Bei 5G habe Vodafone mehr als 1000 Stationen im 3,5 Gigahertz Bereich freigeschaltet. Und auch bei der Haushaltsversorgung mit schnellem LTE seien in den vergangenen Monaten große Fortschritte erzielt worden. Der Anbieter sei zuversichtlich, diese zentralen Versorgungsziele bis zum Jahresende vollständig zu erreichen.
Betreiber sehen Mitschuld bei den Ländern
Ein Sprecher der Telekom kritisierte, die "Standortsuche und langwierigen Genehmigungsverfahren" seien Schuld daran, dass die Netzbetreiber so langsam vorankämen. Zudem habe die Liste der Länder mit allen weißen Flecken im Funknetz erst Ende 2021 vorgelegen. Die Anmietung und Beantragung eines Standorts für einen Funkmast benötige aber im Schnitt zwischen 15 und 19 Monate. Vodafone spricht gar von 30 Monaten.
Wie aus einem Bericht der Bundesnetzagentur an ihren Beirat hervorgeht, wird voraussichtlich keiner der drei etablierten Betreiber Deutsche Telekom, Vodafone und Telefónica die Ausbauauflagen bei 4G-Funklöchern erfüllen. Danach ist Telefonica Deutschland (O2) erst bei 45 neuen Funkstationen, die Deutsche Telekom bei 28 und Vodafone bei zwölf. Keine der drei Firmen sieht sich demnach in der Lage, die fehlenden Funkmasten bis Silvester fertig zu bekommen.
Insgesamt 500 Löcher sollten die großen Netzbetreiber eigentlich zu gleichen Teilen bis Silvester stopfen. Dazu verpflichtet sie eine Auflage aus einer Frequenzauktion im Jahr 2019. Von den jeweils 167 Funklöchern pro Mobilfunkanbieter ist bisher aber nur ein kleiner Teil tatsächlich gestopft worden. Die Telekom gibt an, bis zum Jahreswechsel 55 Versorgungslücken im 4G-Netz zu schließen, gleiches gilt für Telefonica Deutschland (O2). Bei Vodafone seien bislang 30 Löcher geschlossen worden. Diese würden jetzt mit 100 Megabit pro Sekunde versorgt. "Bis zum Jahresende werden wir diese Zahl durch die Aktivierung zahlreicher weiterer Stationen im dreistelligen Bereich vervielfachen", schreibt die Pressestelle des Unternehmens. Nach aktueller Planung würde das Ausbauziel bis zum Jahresende, bis auf wenige "nicht selbst verschuldete Einzelfälle", erfüllt.
Echte Funklöcher auf 0,32 Prozent der Fläche
Streng genommen sind weiße Flecken nach Definition der Bundesnetzagentur keine Funklöcher, weil dort zumindest 2G-Telefoniesignale zu empfangen sind.

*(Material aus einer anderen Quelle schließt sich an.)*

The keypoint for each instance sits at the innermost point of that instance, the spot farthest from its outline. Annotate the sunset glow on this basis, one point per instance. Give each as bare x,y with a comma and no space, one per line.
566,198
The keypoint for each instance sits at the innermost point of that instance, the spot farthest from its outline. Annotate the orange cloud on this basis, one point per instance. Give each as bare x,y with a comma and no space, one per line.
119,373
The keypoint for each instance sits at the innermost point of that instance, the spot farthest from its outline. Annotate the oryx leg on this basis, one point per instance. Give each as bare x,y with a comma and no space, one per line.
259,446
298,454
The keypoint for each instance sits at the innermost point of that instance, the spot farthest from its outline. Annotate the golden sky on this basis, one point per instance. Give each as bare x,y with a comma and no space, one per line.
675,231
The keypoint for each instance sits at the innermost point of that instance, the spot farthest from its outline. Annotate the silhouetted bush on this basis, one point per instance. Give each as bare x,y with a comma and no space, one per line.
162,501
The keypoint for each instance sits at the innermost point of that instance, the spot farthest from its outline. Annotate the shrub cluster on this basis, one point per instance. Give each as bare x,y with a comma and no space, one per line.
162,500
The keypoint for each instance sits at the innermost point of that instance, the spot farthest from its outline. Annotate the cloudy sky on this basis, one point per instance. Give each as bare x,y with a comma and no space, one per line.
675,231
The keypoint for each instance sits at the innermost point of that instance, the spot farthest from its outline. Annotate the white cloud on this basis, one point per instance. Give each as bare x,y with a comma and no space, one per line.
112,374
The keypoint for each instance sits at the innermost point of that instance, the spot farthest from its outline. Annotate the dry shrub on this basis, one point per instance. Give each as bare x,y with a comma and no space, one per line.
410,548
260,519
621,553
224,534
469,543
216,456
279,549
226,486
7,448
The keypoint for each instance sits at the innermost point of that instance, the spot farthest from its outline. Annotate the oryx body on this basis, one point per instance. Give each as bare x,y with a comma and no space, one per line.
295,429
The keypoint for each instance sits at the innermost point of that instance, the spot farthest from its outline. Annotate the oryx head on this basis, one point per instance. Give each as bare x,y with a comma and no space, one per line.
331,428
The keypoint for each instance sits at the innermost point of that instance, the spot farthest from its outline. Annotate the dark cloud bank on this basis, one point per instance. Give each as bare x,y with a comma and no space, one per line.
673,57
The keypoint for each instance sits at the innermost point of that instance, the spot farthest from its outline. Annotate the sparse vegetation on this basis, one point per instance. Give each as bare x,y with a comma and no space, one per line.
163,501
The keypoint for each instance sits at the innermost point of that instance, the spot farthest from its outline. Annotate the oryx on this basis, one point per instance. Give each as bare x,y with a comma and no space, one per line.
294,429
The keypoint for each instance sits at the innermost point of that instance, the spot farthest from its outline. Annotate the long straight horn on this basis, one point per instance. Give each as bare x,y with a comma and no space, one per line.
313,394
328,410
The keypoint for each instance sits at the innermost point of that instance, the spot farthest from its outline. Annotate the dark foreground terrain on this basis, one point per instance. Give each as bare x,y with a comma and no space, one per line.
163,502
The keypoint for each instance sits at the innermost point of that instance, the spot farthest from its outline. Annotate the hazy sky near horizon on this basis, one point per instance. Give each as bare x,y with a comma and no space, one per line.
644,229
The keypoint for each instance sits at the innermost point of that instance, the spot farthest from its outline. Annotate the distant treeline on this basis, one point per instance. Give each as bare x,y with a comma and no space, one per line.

Im datengetriebenen Internetzeitalter dürften viele Bundesbürger weiße Flecken aber wie ein Funkloch empfinden.
Echte Funklöcher gab es nach Angaben auf der Webseite breitband-monitor.de im Oktober auf gerade einmal 0,32 Prozent der Fläche Deutschlands - dort ist nicht mal 2G zu empfangen. Weiße Flecken gab es dagegen auf 2,94 Prozent der Fläche. Hinzu kommt noch eine Fläche von 18,6 Prozent mit "grauen Flecken", wo nur einer oder zwei der drei Netzbetreiber funken.